O silêncio caiu como uma mortalha sobre todo o grupo. Lou Stan­ley havia acabado de entrar. Sombrio, acenou com a cabeça cum­primentando a todos e assentou-se num banco dos fundos.

Gordon Mayer disse:

— Vamos à votação!

Os auxiliares passaram as cédulas enquanto Brummel tentava pla­nejar uma boa rota de escape, caso precisasse vomitar, seus nervos estavam praticamente em frangalhos. Ele conseguiu a atenção de Lou Stanley. Lou olhou-o e pareceu dar uma risadinha nervosa.

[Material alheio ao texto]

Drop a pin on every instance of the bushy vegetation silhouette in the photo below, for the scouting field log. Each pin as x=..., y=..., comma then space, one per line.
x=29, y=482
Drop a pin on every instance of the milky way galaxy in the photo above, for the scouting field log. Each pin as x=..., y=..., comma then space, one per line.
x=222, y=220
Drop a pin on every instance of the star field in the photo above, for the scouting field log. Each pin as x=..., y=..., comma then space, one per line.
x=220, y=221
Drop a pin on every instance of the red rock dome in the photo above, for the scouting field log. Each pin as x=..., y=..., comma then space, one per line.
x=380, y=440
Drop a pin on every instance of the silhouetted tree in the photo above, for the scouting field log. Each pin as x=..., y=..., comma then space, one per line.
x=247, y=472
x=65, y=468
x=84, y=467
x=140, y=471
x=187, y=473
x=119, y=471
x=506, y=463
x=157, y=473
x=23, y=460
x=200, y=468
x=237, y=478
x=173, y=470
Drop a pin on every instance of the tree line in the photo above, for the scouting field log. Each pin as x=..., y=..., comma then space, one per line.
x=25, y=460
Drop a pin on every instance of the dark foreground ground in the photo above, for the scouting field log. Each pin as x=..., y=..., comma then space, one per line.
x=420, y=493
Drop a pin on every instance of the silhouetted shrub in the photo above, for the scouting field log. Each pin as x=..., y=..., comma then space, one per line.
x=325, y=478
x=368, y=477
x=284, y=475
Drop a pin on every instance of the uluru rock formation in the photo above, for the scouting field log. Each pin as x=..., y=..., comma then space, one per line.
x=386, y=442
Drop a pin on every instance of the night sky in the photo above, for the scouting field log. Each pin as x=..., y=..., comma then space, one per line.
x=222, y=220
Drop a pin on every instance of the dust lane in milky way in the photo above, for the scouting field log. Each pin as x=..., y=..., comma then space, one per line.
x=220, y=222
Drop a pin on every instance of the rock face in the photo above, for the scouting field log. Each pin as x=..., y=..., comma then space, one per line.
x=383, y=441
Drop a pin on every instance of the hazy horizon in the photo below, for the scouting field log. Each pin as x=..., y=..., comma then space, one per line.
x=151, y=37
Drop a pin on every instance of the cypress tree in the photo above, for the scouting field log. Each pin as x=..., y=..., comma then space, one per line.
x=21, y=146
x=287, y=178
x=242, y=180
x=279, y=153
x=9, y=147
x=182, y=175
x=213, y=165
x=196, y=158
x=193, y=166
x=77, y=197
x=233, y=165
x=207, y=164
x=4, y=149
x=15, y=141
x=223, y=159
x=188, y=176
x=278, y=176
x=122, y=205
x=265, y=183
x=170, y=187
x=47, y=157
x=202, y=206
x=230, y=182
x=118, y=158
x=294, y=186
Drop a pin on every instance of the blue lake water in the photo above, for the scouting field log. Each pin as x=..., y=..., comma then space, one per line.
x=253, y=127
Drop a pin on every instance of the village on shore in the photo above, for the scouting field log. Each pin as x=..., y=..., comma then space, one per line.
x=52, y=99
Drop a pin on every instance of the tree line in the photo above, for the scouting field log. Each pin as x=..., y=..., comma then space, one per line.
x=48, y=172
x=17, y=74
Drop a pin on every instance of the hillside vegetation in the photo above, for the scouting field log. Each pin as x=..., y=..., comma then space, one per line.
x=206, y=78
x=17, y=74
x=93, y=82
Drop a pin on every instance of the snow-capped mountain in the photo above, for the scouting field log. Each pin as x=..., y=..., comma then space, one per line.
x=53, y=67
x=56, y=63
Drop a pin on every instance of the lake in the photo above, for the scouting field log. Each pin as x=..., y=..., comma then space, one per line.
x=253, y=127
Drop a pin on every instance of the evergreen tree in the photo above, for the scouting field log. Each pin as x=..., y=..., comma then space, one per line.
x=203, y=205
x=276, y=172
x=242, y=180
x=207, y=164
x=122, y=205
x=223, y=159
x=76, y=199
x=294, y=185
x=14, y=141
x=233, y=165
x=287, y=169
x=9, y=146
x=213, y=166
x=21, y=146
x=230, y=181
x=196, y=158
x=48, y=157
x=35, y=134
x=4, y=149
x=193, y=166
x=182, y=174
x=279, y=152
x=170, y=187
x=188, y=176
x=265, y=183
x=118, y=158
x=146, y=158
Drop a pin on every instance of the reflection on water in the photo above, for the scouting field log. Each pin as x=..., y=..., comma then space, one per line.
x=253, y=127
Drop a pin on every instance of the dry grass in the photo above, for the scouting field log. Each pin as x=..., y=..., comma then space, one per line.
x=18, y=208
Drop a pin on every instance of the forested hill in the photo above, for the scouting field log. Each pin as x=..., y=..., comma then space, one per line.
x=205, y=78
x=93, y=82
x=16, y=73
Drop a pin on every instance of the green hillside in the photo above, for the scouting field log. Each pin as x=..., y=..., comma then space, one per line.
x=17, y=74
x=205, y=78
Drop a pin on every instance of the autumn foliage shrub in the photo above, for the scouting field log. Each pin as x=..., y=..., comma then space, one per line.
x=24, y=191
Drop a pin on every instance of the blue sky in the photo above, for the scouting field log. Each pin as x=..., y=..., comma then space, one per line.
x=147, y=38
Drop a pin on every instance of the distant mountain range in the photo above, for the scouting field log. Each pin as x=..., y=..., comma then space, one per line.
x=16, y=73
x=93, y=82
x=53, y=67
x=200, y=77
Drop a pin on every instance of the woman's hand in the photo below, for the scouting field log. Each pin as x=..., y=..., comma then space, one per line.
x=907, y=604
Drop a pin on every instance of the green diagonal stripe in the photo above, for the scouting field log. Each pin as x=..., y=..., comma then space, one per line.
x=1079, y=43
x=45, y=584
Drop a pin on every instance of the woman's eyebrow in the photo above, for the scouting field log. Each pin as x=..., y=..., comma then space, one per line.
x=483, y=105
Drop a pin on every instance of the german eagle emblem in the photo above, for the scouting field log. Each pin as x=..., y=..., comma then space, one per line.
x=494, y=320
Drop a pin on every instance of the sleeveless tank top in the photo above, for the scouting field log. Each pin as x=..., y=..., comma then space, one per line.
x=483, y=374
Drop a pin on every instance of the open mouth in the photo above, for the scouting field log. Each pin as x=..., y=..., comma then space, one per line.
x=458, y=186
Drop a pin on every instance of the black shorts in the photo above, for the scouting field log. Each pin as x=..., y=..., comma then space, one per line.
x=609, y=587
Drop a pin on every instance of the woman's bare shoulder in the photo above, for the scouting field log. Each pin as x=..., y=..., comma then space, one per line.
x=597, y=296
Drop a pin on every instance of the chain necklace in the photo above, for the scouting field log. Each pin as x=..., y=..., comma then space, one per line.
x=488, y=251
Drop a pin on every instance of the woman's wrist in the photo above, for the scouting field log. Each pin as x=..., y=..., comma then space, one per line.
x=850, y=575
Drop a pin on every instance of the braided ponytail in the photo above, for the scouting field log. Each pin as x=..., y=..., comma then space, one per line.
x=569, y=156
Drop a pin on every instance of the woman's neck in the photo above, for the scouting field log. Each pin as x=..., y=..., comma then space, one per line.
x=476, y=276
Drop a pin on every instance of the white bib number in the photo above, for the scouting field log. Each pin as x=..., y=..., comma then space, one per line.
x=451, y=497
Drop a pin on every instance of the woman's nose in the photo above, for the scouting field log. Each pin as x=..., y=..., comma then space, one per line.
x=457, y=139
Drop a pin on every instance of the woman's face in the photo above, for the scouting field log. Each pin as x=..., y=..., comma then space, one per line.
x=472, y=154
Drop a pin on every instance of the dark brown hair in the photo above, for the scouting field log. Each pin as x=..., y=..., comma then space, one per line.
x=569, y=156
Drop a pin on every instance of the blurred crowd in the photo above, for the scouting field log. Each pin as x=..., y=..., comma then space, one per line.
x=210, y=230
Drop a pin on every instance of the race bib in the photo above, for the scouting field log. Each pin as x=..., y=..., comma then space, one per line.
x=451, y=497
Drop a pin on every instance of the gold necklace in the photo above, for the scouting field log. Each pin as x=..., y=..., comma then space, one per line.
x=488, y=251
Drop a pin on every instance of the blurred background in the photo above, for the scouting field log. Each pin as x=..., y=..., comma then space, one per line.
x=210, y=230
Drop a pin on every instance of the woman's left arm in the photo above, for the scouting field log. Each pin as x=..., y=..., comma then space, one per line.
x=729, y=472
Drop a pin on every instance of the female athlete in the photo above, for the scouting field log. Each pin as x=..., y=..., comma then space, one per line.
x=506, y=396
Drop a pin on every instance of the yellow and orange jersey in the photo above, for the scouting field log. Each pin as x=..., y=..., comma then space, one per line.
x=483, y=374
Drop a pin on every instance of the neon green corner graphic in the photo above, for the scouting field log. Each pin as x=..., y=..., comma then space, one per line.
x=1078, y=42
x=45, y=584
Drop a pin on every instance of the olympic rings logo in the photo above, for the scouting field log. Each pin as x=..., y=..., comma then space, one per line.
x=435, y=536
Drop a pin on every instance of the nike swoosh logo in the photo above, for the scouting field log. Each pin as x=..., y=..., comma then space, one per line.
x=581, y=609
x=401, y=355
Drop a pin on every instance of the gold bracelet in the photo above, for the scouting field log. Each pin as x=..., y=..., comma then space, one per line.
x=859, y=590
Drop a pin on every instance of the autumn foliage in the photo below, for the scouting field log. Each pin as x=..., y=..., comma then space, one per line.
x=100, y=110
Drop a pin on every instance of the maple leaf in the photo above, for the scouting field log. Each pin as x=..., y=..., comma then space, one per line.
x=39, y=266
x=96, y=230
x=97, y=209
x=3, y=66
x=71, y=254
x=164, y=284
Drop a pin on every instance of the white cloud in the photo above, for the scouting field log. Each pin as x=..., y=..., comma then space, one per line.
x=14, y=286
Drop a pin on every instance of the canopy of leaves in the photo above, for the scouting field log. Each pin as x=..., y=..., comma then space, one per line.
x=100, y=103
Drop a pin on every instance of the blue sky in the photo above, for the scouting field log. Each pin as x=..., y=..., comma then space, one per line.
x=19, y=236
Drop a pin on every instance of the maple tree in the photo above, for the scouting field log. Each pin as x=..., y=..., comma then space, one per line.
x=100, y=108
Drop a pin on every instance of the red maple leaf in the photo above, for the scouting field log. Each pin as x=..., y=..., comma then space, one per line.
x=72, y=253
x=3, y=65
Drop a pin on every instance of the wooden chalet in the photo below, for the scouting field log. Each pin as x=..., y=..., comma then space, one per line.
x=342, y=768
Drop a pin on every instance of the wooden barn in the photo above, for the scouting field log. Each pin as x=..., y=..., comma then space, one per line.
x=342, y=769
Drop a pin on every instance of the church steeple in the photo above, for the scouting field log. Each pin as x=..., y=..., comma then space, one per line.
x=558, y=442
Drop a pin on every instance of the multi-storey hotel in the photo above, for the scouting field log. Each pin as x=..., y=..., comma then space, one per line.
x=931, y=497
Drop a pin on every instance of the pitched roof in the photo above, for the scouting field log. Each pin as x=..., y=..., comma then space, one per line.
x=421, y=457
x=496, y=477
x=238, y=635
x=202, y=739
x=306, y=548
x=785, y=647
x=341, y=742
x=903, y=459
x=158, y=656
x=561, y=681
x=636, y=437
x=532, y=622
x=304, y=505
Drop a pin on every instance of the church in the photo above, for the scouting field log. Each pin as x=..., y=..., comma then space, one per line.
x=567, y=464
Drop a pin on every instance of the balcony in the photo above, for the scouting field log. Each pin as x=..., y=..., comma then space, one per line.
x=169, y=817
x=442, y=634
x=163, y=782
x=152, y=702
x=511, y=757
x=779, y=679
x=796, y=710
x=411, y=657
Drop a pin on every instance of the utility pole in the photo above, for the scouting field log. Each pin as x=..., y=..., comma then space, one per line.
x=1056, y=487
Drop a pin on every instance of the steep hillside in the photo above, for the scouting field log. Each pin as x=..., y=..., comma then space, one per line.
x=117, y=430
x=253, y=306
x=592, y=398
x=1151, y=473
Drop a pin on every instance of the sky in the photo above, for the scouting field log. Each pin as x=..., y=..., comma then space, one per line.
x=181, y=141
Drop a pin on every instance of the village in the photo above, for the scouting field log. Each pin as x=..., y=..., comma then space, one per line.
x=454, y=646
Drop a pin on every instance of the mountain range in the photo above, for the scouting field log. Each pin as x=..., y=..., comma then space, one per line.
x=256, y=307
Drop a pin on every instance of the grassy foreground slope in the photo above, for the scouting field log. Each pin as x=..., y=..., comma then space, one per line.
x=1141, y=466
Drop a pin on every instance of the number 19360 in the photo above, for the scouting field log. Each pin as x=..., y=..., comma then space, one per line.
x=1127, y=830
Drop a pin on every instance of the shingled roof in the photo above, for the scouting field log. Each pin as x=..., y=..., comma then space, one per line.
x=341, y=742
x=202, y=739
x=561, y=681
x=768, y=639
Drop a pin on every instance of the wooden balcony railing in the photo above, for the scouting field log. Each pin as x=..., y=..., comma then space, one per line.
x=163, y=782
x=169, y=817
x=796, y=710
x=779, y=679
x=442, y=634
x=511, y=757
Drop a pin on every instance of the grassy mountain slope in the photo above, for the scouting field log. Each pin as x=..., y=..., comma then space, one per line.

— Assegure-se de que o Lou, que está lá atrás, receba uma cédula — disse Brummel a um dos auxiliares. O auxiliar cumpriu o pedido.

Chimon sussurrou a Guilo.

— Acho que estamos prontos para qualquer truque que Lucius possa querer pregar.

— Qualquer coisa que leve a um desempate, você quer dizer — respondeu Guilo.

— Pode ser que ainda demore bastante — disse Mota.

As cédulas foram recolhidas, e Lucius manteve os seus demônios em cerco fechado ao redor de cada receptáculo de coleta, e os olhos em cada guerreiro.